Saturday, March 14, 2009

The most critical decision for me becoming who I am

NPR has a good piece today on Coach K and his upbringing in inner-city Chicago where his "father was an elevator operator and his mother cleaned offices to make sure her sons had everything they needed. "

Coach Krzyzewski called his belated decision to attend the U.S. Military Academy and play for Bobby Knight a "critical" turning point for his life.

At first, Coach K turned down Coach Knight's offer to play at West Point. But his parents felt it was the wrong move and talked about it -- in their native Polish -- for two weeks.

"I'd just hear it and finally I said, 'OK, I'll go.' And we let Coach Knight know, and — I don't know how I got in at that time, but I did," Krzyzewski recalls. "That was the most critical decision for me becoming who I am."

Bob Knight, who would later gain fame at Indiana University, was his coach at Army. It was also Knight who hired Krzyzewski to be his graduate assistant at Indiana. Later on, Knight recommended his former player for a coaching job at West Point, and then at Duke in 1980.

Now in his 30th season at Duke, Coach K's first few seasons were rough as he "taught his team to play man-to-man defense, rather than relying on the zone defense" and recruited "the kind of players he wanted." [In 1982, Duke went 10-17; in '83 the Devils were 11-17.]

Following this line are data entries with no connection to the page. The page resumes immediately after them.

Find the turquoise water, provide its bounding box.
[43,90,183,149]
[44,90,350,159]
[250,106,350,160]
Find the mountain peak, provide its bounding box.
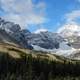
[34,28,48,34]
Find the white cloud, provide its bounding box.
[57,10,80,36]
[65,10,80,23]
[1,0,46,28]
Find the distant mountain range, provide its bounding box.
[0,18,80,59]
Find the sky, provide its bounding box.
[0,0,80,32]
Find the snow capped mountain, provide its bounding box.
[0,18,80,59]
[34,28,48,34]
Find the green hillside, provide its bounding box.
[0,43,80,80]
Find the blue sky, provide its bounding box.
[0,0,80,32]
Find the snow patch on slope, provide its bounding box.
[32,42,76,57]
[34,28,48,34]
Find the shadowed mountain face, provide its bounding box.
[0,18,33,49]
[0,18,64,49]
[0,18,80,57]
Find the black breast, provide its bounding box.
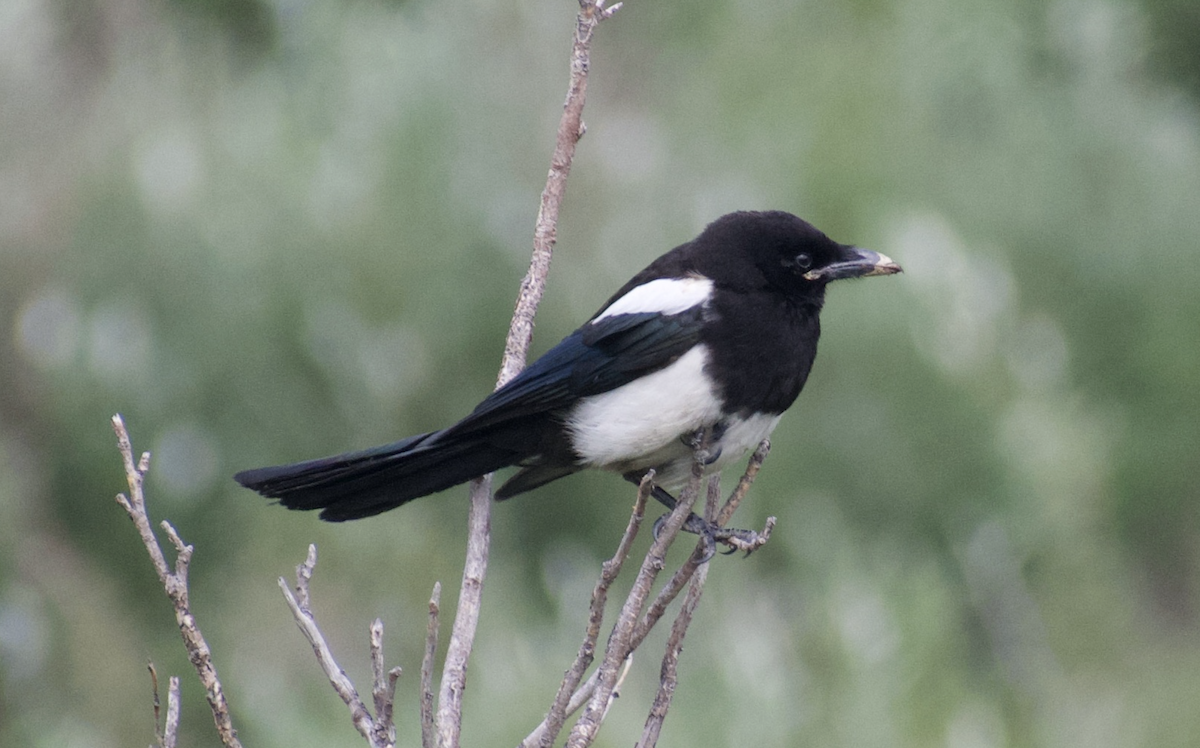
[701,291,821,415]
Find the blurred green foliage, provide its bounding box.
[0,0,1200,748]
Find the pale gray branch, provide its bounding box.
[437,0,618,748]
[113,414,241,748]
[280,545,400,748]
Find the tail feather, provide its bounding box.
[234,432,521,522]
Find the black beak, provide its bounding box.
[804,245,900,281]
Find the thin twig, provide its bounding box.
[637,563,709,748]
[521,471,654,748]
[161,675,180,748]
[566,429,712,748]
[146,660,162,746]
[113,414,241,748]
[715,439,774,527]
[370,618,401,746]
[637,473,720,748]
[437,0,619,748]
[421,582,442,748]
[280,545,379,747]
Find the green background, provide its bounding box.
[0,0,1200,748]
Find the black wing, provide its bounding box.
[439,307,704,438]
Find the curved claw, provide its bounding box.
[650,514,667,540]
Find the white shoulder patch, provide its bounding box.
[593,275,713,322]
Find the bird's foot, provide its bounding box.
[654,513,775,563]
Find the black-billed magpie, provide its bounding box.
[234,211,900,522]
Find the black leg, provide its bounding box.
[625,473,758,561]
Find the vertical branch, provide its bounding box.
[437,0,620,748]
[113,415,241,748]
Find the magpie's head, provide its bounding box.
[696,210,900,297]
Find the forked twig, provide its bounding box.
[113,414,241,748]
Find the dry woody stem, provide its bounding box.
[280,545,400,748]
[113,415,241,748]
[436,0,619,748]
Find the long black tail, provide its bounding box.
[234,431,521,522]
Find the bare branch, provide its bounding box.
[521,471,654,748]
[715,439,774,527]
[371,618,401,746]
[566,437,710,748]
[161,675,180,748]
[421,582,442,748]
[113,414,241,748]
[437,0,619,748]
[637,563,708,748]
[280,545,379,748]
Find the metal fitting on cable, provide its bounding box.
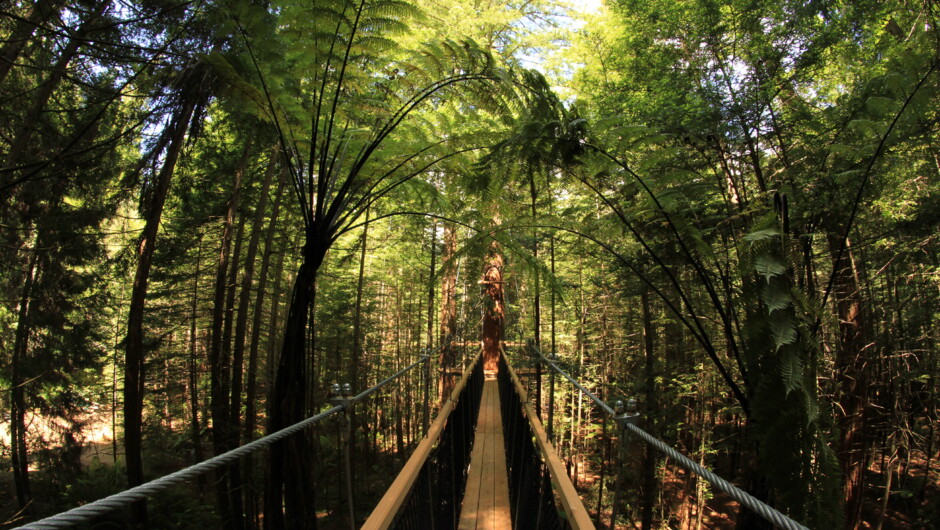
[614,398,640,428]
[327,383,356,412]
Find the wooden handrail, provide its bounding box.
[362,350,483,530]
[502,352,594,530]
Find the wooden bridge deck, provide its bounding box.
[458,374,512,530]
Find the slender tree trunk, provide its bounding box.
[828,231,869,529]
[209,144,248,528]
[0,0,61,84]
[547,236,556,441]
[0,0,111,179]
[227,146,278,528]
[438,223,457,405]
[421,222,437,428]
[124,97,196,523]
[264,239,326,530]
[640,291,659,530]
[243,175,285,442]
[10,250,39,510]
[349,204,370,402]
[529,175,542,418]
[230,146,278,434]
[189,234,203,462]
[480,241,506,374]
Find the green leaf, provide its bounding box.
[770,315,797,351]
[744,228,780,242]
[754,254,787,282]
[780,352,803,394]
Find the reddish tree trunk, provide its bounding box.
[827,232,869,529]
[438,223,457,405]
[480,241,506,374]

"My first year at Duke was the hardest year for any of us," says Jay Bilas, who played for Coach K from 1983-86, "because there was a lot of talk that Coach K was going to get fired."

"I think if Coach K had that start in his career now, he wouldn't have made it," Bilas says. "I think the microwave culture we've got now, where coaches are fired after a couple of years, [in] a few years he wouldn't have survived — and look what everybody would have missed."